Frank Kitamoto was a prominent, principled and dedicated voice on the Japanese American experience of exclusion and its significance to our modern age. He helped us as a community to collectively bear witness to a period of tragedy, locally and globally.
Without his leadership, determination, and fierce sense of humanity, most of what we know and now stands to carry forward the legacy of exclusion on Bainbridge Island might not have come to be. It would be fair to say that every oral history project, major book, documentary, feature film, exhibit, educational program, and memorial regarding the Bainbridge Island Japanese American Experience, had behind it his leadership, consultation or guidance.
Our Only What We Can Carry project would not have gotten started nor endured this long if not for Frank’s support and mentorship. He was our first lead advisor, and was the major source of inspiration in creating our Bainbridge Island Delegation to Manzanar concentration camp, where he and the Bainbridge Island Japanese community were first incarcerated. Frank helped to lead our first three delegations, 2009 – 11, and helped us build bridges to the local Japanese American community and a cadre of “elders” and wisdom keepers who have accompanied local educators and community leaders on these journeys of bearing witness and discovery.

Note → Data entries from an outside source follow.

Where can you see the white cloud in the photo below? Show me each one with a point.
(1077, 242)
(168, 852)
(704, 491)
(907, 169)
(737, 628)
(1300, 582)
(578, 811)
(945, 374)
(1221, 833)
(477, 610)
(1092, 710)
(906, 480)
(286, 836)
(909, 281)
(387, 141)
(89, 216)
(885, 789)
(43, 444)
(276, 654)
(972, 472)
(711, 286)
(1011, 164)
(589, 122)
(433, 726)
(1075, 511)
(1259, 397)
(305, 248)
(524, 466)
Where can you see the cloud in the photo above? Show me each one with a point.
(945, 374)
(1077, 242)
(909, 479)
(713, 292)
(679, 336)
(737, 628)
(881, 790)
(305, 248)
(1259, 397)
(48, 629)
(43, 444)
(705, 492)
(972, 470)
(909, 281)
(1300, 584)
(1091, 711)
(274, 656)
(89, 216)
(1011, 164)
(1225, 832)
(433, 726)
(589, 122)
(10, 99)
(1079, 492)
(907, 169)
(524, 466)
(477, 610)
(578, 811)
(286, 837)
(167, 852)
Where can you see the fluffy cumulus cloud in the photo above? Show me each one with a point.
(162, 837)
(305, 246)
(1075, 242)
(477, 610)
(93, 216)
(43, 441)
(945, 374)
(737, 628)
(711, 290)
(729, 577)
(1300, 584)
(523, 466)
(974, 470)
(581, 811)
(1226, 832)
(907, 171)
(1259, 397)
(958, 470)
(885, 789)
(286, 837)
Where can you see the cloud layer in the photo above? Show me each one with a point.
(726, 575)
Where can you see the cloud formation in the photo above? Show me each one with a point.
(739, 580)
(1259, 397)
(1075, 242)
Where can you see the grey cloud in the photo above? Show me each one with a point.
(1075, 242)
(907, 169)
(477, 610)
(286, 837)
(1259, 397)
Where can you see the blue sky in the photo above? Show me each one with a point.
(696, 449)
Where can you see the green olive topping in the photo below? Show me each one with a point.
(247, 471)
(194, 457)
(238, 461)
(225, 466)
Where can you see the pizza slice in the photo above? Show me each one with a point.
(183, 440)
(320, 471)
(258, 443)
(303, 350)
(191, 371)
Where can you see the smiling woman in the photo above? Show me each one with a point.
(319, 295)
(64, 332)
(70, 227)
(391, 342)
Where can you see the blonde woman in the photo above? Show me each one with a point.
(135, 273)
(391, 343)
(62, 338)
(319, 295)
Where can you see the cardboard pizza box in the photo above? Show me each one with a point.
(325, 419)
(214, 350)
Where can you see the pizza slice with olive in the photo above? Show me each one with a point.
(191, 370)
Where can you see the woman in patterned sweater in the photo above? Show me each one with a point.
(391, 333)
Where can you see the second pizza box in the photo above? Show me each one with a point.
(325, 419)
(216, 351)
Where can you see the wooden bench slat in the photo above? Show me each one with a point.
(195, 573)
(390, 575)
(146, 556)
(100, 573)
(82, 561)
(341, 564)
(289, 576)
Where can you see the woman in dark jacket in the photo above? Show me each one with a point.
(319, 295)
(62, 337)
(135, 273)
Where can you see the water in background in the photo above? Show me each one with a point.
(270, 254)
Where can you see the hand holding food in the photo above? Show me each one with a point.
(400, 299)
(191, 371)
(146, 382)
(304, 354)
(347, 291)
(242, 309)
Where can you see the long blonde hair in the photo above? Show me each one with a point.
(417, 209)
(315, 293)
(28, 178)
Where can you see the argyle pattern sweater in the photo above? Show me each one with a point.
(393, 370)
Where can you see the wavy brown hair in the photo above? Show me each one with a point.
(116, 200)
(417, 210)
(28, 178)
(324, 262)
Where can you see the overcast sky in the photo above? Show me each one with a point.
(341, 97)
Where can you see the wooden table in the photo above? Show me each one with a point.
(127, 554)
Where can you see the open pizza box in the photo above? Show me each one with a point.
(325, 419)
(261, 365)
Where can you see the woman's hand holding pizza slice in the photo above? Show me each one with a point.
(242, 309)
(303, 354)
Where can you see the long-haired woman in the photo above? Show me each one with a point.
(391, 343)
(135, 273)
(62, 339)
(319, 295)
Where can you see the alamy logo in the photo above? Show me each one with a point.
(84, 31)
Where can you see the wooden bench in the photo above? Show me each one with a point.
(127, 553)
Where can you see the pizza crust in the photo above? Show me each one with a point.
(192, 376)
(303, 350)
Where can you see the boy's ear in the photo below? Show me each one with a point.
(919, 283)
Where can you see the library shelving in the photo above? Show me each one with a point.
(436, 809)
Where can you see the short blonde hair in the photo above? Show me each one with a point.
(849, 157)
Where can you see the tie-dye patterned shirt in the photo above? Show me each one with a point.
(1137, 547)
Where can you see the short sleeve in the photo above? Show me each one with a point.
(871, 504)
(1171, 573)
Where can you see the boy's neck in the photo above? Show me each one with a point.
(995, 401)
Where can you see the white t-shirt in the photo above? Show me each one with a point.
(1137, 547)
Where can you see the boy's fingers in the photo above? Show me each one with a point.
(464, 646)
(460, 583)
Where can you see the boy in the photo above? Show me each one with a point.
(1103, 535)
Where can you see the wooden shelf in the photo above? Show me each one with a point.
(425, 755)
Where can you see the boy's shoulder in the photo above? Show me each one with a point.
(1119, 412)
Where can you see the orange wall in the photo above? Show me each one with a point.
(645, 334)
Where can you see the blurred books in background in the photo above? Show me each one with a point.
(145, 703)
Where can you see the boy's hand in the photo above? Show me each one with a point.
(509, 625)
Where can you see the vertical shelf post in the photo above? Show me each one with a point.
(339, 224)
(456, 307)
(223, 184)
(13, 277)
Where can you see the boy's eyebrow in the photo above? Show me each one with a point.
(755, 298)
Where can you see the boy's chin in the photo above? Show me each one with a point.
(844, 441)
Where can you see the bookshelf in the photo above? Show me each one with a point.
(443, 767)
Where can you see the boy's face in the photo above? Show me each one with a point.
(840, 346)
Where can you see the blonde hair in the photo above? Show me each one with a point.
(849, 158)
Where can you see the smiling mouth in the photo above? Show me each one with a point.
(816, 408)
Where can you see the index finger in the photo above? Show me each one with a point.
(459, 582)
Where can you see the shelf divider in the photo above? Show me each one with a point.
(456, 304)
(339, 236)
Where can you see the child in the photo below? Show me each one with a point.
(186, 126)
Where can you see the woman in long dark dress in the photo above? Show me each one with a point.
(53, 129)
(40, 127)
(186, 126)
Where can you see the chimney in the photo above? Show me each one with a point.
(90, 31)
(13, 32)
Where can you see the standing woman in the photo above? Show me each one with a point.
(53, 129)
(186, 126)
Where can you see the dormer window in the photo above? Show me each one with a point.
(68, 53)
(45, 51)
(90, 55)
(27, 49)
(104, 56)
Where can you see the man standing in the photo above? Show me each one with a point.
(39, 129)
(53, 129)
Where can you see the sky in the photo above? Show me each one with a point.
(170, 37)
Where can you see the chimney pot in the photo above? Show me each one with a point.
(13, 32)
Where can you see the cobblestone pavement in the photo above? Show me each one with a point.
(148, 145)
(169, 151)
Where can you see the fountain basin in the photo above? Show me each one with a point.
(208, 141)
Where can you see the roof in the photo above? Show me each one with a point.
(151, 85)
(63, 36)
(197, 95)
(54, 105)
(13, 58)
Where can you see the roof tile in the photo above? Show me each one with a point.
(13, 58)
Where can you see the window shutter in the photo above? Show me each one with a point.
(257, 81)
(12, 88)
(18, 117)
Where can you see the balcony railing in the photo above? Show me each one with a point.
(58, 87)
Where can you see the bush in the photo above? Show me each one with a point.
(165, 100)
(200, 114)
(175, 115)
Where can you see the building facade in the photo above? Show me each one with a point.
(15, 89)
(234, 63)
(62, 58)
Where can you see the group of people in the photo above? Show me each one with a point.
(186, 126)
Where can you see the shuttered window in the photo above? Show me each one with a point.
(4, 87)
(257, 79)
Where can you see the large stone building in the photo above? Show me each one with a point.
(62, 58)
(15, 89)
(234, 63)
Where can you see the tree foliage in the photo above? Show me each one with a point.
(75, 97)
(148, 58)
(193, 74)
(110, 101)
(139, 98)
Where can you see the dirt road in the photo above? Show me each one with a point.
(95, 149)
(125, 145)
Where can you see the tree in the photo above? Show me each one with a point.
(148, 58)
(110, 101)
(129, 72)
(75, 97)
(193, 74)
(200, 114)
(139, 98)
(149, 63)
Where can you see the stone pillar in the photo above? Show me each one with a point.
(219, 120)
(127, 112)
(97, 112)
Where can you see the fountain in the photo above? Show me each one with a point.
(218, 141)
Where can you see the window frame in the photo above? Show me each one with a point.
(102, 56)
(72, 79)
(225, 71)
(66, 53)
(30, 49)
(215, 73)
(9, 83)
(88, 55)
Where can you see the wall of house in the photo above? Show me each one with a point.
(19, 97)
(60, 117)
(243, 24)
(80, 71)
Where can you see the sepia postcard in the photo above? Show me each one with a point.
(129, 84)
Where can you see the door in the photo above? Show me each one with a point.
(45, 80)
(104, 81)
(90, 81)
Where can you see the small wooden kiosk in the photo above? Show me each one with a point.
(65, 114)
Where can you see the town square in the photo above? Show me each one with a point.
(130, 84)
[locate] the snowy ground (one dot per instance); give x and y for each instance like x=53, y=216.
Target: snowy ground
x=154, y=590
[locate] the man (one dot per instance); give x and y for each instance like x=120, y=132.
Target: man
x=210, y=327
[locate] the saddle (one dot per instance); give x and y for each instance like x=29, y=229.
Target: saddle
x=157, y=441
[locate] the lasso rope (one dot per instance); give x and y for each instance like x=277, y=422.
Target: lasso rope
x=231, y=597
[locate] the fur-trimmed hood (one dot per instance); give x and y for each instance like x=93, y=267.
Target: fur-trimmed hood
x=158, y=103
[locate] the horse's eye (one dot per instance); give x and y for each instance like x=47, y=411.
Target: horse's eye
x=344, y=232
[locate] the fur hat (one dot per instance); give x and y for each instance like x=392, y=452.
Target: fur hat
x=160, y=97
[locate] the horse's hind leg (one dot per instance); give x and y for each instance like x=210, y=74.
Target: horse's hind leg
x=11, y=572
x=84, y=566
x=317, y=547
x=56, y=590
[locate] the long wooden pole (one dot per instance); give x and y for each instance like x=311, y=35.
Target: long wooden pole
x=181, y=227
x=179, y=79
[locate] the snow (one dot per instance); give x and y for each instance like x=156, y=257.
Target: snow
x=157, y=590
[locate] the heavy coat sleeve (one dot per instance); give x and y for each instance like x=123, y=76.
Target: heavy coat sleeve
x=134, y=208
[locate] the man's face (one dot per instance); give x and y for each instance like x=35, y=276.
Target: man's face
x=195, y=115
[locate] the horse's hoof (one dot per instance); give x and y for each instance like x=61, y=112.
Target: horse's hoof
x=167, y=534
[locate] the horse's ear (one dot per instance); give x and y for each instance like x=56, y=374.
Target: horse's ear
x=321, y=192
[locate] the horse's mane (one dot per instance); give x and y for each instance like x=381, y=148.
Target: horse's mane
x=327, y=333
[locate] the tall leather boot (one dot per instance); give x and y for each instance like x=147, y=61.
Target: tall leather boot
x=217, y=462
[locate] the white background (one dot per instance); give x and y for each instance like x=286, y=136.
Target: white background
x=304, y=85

(R-L) Frank Kitamoto, sister Lily Kodama and cousin Hisa Matsudaira on our 2010 Delegation to Manzanar.
His greatest contribution may be his work to help us embrace the Japanese American experience as a Bainbridge Island story, an American story, and story for all of humanity. Frank was a compassionate rebel, energized by anger and motivated by love, who faced down tremendous adversity to keep history alive, so that it may never happen again. He gave us the tools to take a stand against intolerance, hate, exclusion and injustice.
His life’s work, his calling, and his passion, was about calling out injustice, overcoming differences, and healing people and communities. Dr. Kitamoto was the Martin Luther King, Jr., Caesar Chavez, and Ernesto Cortes of the Bainbridge Island Japanese American Community. He took a stand to make a part of history that had not been addressed publicly or privately for four decades, and led the way to normalize and make integral a subject that is now an enduring part of the culture of our community and schools, and our Island’s identity. We are a better community and people because of his righteous determination.
It has been one of the greatest honors of my life to know and work with Frank. As a visionary and connector, he left many indelible marks on his community as well as those, like me, whom he inspired. Frank is a local hero for our time. He was tireless in the way he served his community. Now it’s time for us to step up and fill the love-filled, resilient shoes that Frank Kitamoto left for us to walk in.